RALEIGH, N.C. - Of all the words echoed in Raleigh describing the recently-enacted state budget - such as: tax cuts, business growth, charter-school vouchers - missing is the word "mediocrity" - but a new report uses it to describe state programs under the budget. The NC Budget & Tax Center found that tax cuts for the wealthy and big business will cost the state almost $3 billion in revenue over the next five years.

According to Tazra Mitchell, author of the report, the problem starts in the Capitol.

"Legislators handed us a budget that continues to put the train on the wrong tracks," she declared. "It finances tax cuts for millionaires, and they pay for it by enacting deep service cuts to programs that North Carolinians value and care about."

Mitchell said the state budget shifts economic investments from low-income populations and directs it toward efforts to attract big businesses to the state. Supporters say that's vital to ensure North Carolina's economic future.

The budget includes reduced funding for teachers, eliminates the student cap on classrooms, and eliminates funding for one in five teaching assistants.
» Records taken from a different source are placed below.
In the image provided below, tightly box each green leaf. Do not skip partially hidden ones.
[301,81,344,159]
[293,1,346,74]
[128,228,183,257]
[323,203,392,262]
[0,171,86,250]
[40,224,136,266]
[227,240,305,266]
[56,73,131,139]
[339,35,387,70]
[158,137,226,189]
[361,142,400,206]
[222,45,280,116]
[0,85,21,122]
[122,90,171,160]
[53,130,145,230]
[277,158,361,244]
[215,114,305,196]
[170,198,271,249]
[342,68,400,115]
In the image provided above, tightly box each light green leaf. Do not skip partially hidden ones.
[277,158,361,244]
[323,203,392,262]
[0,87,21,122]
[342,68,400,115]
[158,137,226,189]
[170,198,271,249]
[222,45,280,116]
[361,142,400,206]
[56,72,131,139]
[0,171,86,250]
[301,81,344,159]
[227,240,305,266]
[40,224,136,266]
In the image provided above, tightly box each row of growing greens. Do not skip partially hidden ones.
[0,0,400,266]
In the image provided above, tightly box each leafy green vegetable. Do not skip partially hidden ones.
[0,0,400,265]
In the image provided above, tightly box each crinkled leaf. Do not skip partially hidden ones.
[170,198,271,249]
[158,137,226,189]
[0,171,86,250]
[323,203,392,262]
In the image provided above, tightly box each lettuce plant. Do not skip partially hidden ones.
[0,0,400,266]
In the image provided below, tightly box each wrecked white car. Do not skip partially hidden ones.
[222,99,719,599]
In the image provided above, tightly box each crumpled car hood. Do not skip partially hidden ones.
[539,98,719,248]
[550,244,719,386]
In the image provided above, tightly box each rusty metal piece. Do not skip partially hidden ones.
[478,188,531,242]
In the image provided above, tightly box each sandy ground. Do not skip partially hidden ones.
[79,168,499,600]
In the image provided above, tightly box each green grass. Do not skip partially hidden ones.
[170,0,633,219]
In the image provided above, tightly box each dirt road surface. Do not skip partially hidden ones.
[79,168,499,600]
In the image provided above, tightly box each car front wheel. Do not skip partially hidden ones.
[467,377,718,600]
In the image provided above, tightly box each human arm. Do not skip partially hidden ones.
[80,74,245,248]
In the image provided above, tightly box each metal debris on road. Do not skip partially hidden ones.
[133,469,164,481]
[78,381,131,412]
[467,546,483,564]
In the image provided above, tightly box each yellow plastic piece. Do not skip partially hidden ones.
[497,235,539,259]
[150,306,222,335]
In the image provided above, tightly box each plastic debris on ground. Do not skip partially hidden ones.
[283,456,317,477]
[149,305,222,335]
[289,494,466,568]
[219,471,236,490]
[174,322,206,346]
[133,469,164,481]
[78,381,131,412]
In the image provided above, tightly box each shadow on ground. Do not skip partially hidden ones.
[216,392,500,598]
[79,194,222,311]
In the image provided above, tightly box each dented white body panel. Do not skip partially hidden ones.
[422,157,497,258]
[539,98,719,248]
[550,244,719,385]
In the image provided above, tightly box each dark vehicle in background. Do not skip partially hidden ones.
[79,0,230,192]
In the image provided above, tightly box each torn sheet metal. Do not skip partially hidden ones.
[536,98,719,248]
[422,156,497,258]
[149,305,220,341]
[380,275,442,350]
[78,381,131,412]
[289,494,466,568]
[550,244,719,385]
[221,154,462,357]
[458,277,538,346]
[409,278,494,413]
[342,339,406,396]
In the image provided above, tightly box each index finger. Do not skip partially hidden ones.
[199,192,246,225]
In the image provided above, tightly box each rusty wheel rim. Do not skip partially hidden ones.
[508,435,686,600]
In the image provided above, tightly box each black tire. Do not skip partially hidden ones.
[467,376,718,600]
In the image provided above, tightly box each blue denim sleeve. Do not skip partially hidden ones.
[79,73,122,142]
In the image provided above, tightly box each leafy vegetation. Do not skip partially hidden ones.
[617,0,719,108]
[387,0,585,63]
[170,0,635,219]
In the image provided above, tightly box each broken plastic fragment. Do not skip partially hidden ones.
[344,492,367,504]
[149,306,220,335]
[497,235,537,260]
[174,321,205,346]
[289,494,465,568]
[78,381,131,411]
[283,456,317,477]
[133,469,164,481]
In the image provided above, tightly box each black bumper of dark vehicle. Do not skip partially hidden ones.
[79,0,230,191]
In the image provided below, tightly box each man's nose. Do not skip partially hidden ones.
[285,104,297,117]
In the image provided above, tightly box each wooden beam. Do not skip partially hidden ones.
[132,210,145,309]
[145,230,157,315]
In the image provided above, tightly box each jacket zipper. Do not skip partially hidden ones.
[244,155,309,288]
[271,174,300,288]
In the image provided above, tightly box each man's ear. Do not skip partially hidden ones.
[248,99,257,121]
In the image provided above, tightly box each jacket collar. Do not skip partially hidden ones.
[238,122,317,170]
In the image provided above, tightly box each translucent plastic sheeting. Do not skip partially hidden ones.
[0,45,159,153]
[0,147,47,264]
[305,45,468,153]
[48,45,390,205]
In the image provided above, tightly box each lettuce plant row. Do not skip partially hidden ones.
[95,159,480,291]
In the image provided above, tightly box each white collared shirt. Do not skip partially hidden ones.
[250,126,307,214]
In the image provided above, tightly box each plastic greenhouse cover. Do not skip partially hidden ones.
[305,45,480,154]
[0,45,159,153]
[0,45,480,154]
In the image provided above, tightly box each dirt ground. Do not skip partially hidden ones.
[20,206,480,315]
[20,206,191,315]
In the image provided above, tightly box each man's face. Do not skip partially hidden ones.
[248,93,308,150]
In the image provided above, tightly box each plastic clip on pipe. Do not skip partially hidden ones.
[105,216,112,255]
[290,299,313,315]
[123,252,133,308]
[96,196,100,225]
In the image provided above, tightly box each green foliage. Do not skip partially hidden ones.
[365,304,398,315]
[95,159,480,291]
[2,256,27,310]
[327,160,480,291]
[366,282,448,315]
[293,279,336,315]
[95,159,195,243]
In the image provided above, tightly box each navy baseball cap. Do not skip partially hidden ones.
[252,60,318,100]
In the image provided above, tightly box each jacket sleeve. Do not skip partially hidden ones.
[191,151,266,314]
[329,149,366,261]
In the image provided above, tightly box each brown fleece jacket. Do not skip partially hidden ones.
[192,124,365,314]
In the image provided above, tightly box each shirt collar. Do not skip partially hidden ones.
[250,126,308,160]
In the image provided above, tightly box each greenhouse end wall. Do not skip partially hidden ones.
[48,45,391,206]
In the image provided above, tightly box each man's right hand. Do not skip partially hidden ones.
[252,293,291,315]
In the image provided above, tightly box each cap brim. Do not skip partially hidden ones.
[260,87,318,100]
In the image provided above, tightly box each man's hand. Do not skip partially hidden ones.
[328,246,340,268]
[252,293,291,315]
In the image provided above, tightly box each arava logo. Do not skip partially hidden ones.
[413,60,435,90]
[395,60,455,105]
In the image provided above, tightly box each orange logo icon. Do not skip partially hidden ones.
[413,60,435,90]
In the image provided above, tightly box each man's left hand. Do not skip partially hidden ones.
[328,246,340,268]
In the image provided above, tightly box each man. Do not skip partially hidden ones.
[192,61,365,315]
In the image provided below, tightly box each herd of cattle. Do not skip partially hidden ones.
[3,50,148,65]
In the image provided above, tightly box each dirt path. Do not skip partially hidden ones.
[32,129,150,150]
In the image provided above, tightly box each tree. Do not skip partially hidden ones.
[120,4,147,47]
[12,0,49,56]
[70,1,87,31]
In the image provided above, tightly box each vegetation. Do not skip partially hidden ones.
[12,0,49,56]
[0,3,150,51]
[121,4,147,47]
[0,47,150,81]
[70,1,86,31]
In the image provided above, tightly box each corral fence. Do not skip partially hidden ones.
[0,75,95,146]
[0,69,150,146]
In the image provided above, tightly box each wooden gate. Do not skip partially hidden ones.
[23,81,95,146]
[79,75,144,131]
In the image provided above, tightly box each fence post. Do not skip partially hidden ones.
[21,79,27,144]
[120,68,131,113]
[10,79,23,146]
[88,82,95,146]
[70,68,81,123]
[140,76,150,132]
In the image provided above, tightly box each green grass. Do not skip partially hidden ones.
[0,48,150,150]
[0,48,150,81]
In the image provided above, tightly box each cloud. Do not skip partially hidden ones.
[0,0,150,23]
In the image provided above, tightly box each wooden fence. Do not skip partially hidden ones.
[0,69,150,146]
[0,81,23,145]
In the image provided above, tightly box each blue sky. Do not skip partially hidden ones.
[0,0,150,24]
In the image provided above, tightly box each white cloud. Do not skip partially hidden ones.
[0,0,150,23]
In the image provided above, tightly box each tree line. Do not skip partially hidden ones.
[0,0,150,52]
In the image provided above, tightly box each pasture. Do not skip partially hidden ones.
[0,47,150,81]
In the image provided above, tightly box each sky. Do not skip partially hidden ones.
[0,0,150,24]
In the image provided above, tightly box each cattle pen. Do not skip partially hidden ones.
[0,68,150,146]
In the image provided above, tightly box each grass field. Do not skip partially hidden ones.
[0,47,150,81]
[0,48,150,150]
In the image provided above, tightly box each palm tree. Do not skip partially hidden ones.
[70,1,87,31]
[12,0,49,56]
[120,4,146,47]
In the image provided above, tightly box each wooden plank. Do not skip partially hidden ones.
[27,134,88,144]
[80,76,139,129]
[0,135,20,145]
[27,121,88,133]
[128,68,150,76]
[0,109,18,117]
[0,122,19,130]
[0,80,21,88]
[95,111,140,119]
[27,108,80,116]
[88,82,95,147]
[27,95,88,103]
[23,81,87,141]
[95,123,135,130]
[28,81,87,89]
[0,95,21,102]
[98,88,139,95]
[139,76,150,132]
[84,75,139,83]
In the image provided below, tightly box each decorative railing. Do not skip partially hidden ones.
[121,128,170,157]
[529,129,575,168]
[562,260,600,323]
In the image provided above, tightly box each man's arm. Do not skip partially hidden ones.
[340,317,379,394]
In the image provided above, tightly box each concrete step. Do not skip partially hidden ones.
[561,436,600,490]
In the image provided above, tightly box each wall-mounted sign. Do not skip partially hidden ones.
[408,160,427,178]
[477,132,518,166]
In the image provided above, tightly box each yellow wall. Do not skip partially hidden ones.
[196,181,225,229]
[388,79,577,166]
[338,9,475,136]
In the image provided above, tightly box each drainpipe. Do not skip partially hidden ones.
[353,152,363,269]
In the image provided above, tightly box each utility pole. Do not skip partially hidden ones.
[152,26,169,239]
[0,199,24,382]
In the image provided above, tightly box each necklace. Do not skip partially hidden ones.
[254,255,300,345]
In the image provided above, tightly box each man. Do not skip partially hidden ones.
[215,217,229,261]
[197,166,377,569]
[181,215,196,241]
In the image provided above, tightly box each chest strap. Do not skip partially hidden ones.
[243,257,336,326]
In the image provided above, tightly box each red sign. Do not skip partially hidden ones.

It includes $23 million more than last year for education, but according to Yevonne Brannon, chief of Public Schools First NC, that's irrelevant.

"Maybe they put a dollar more than last year, but that's not really the point," she said. "Does our budget adequately fund education? Clearly, it does not."

K-12 education funding falls $180 million short of the amount that is needed at last year's service levels, according to the Office of State Budget and Management.

Tazra Mitchell stated that research indicates that deep tax cuts won't be the promised boon for the economy that supporters claim.

"Businesses care more than just about low taxes," she said. "They care about an educated workforce - so whenever you think about the budget falling short across the board in education spending, it's really troublesome."

That report is at tinyurl.com/lf7fh7m.